Scientists Freeze Light into Supersolid State — A Quantum Breakthrough

By | September 19, 2025

In a major leap for quantum physics, a team of researchers in Italy has succeeded in transforming light into a supersolid — a state of matter that holds both the ordered structure of a solid and the frictionless flow of a liquid. This development represents the first time light has been made to behave in a way that resembles a solid, opening up exciting possibilities for computing, communications, and our understanding of light and matter.

 

 

 

What is a Supersolid?

 

A supersolid is a rare quantum state that combines two seemingly contradictory traits:

 

Solid-like behavior: particles form a rigid, repeating structure (like in a crystal).

 

Fluid-like behavior: the material can flow without resistance (no viscosity).

 

 

Until now, supersolids have mainly been achieved with ultracold atoms or special atomic condensates in lab settings. What’s new here is accomplishing a supersolid state using light (photons interacting with matter).

 

 

 

How Did They Do It?

 

Here are the key ideas and setup:

 

1. Coupling light to matter — The researchers used a semiconductor material (gallium arsenide) structured at the nanoscale. Photons from a laser are made to interact with excitations in the material (“excitons”) to create hybrid particles called polaritons. These are part-light, part-matter, which allows some of the unusual quantum behaviors.

 

 

2. Photonic crystal structure & energy states — The semiconductor was designed to support several quantum states for the polaritons. At first, most photons occupy the lowest energy state, but as that fills up, others occupy adjacent states of the same energy. This causes the system to break spatial symmetry, producing periodic arrangements in photon density — i.e. a crystal-like pattern.

 

 

3. Maintaining coherence and flow — Even with the structure, the light maintains coherence (quantum phase relationships) and shows properties of superfluidity (it flows without viscosity). Those are essential for calling this a supersolid rather than just a patterned light field.

 

 

4. Near-absolute zero / driven-dissipative system — The experiments require extremely low temperatures and careful control of dissipation (loss) and driving (supplying energy), because quantum phases are fragile.

 

 

 

 

 

Why It Matters

 

This is more than a curiosity. The implications are significant:

 

Quantum computing & information storage: Structures like this might allow new ways to store light and information, perhaps improving speeds or reducing energy losses.

 

Optical communication: If light can be controlled more precisely, systems might push past current limits of fiber optics or photonic circuits.

 

Fundamental physics: The experiment deepens our understanding of how light and matter can combine to produce new phases of matter. Supersolids challenge classical categories like “liquid” or “solid.”

 

 

 

 

What It Isn’t

 

It’s not “freezing light” in the sense of stopping it outright, or making light into a static, ice-like substance. The experiment does not trap photons permanently like frozen blocks; the photons are part of a system where they interact, flow, and lose energy over time. What is “solid-like” is the organized spatial pattern plus the quantum coherence.

 

It’s on a very small scale, under very controlled lab conditions, and currently far from everyday use.

 

 

 

 

The Road Ahead

 

Researchers are keen to explore:

 

How to maintain and scale up such supersolid light states.

 

Whether they can be stabilized at higher temperatures or with more robust materials.

 

Practical devices: maybe new kinds of lasers, switches, or quantum chips that exploit this phenomenon.

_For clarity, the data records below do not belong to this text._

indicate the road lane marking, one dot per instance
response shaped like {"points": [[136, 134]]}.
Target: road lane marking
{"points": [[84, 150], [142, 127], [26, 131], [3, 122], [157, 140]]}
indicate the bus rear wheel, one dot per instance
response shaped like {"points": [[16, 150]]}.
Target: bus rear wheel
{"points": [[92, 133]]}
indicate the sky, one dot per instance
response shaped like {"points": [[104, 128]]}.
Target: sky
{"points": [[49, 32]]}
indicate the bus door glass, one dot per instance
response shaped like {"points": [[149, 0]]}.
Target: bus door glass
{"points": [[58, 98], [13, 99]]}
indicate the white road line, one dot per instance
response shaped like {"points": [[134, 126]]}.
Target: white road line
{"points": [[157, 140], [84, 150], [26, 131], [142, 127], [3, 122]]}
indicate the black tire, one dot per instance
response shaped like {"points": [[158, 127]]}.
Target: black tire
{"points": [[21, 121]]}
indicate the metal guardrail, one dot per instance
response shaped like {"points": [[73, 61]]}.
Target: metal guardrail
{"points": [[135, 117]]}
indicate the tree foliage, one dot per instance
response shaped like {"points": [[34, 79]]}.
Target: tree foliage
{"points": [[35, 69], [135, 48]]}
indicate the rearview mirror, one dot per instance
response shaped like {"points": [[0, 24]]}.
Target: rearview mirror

The creation of a light–made supersolid is a striking example of how quantum physics continues to reveal surprising behaviors even for something as familiar as light. While the notion of “turning light solid” may sound like science fiction, the actual achievement lies in demonstrating a light-matter state that combines order and motion in new ways. As scientists build on this, we may see advances in quantum technology, optics, and computing that we can barely imagine now.